The players didn't respond to me as well as they once did because they weren't coming off of a season filled with the rigidity and insensitivity that comprised Larry Brown's tenure in New York. My entrance to the scene last season allowed us to make at least a momentary improvement because it was such a pleasure for these players after a season of the quickly disenchanted Brown.
All that in mind, what I propose is this: Firing me permanently isn't the solution, but removing me for the short term just might be. If we hire Scott Skiles to theoretically coach next season, the players will be so sick of this guy by the end of training camp that they will be begging to have me back. Even Steph will be happy to see me again.

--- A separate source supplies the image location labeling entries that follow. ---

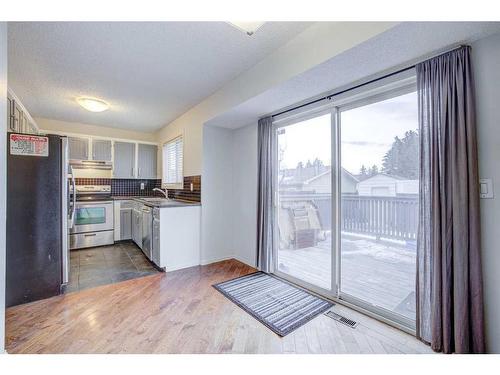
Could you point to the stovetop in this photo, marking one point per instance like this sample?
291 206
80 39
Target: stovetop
91 193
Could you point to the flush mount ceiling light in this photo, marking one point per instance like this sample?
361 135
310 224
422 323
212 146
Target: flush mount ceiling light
247 27
93 105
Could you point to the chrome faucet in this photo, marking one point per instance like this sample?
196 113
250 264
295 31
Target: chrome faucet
164 192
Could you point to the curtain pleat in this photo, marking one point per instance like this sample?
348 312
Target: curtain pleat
449 274
265 231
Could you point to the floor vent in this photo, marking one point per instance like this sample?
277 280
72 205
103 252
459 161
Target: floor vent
341 319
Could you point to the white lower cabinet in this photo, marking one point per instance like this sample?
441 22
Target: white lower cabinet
178 237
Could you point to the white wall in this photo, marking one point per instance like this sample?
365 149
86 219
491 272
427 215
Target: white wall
486 65
87 129
216 195
229 194
244 156
3 174
316 44
486 60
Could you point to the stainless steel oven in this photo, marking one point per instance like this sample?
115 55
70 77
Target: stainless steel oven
93 223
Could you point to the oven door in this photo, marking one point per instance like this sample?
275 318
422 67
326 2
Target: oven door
93 217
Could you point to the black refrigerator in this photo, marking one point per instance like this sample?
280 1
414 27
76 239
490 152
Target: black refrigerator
38 210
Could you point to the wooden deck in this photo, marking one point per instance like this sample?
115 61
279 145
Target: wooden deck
378 272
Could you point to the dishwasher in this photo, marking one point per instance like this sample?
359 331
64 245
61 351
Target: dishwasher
147 231
156 237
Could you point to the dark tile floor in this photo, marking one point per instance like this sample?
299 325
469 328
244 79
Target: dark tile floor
106 265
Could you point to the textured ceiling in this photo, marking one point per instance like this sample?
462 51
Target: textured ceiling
403 43
150 73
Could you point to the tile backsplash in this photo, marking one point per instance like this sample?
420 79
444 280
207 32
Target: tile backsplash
186 192
132 187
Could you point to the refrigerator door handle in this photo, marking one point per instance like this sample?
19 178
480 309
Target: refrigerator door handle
73 208
65 209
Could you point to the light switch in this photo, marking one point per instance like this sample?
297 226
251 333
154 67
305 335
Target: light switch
486 188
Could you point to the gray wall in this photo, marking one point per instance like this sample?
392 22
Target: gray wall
486 64
229 194
216 195
3 129
245 194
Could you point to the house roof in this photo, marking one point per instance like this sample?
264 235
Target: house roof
344 171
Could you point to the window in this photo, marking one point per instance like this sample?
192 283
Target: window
346 197
172 162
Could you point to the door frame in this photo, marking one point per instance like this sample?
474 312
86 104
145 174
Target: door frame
313 111
375 92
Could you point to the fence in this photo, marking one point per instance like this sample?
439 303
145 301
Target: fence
378 216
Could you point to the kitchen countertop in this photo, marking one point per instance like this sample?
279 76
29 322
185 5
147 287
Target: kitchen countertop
162 204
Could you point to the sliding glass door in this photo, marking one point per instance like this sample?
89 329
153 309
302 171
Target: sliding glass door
346 199
379 190
303 209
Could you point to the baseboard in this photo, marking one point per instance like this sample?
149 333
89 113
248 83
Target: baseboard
246 261
204 262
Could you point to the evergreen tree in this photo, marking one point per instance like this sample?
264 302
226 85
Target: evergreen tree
373 170
403 156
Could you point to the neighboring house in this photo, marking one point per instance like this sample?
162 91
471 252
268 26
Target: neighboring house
322 183
386 186
316 180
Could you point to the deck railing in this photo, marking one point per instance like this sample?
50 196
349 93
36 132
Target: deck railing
378 216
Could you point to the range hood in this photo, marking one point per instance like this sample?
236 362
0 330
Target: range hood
91 164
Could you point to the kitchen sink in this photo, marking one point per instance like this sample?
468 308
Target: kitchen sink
160 200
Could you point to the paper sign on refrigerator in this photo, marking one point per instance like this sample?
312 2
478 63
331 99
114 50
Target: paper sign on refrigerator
29 145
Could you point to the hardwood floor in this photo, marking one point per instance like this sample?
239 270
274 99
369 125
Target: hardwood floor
180 312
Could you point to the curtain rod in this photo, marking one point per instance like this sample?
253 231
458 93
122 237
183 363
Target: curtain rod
329 96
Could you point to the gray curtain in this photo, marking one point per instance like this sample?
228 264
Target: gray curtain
449 277
265 233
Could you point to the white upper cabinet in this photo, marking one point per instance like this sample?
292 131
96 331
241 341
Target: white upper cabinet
101 150
78 148
18 118
146 161
124 160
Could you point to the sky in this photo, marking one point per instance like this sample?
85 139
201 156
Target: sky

Meanwhile, the 'new frontcourts' are still developing across the league. Phoenix has yet to win a title. Same for Utah. The Warriors, too. We're just a bit further down on the learning curve. The defenseless Zach-Eddy combo will keep coming along. Trust me on this. Limit Q-Rich's games played, and we might actually be able to compete in the games he plays in rather than getting wiped out in all of them. A healthy Jerome James makes us incredibly hard to beat. Finally, if Randolph Morris keeps developing on the Balkman-Collins curve, he could contend for a spot in the rotation right around 2040.
It's a long-term plan, but it is a plan and one likely to work at that. And if it doesn't, well, as Robert Burns used to say, "The best-laid plans of mice and men often go awry." As folks in Toronto, Indiana and every CBA city can tell you, those words ring oh so true. So true.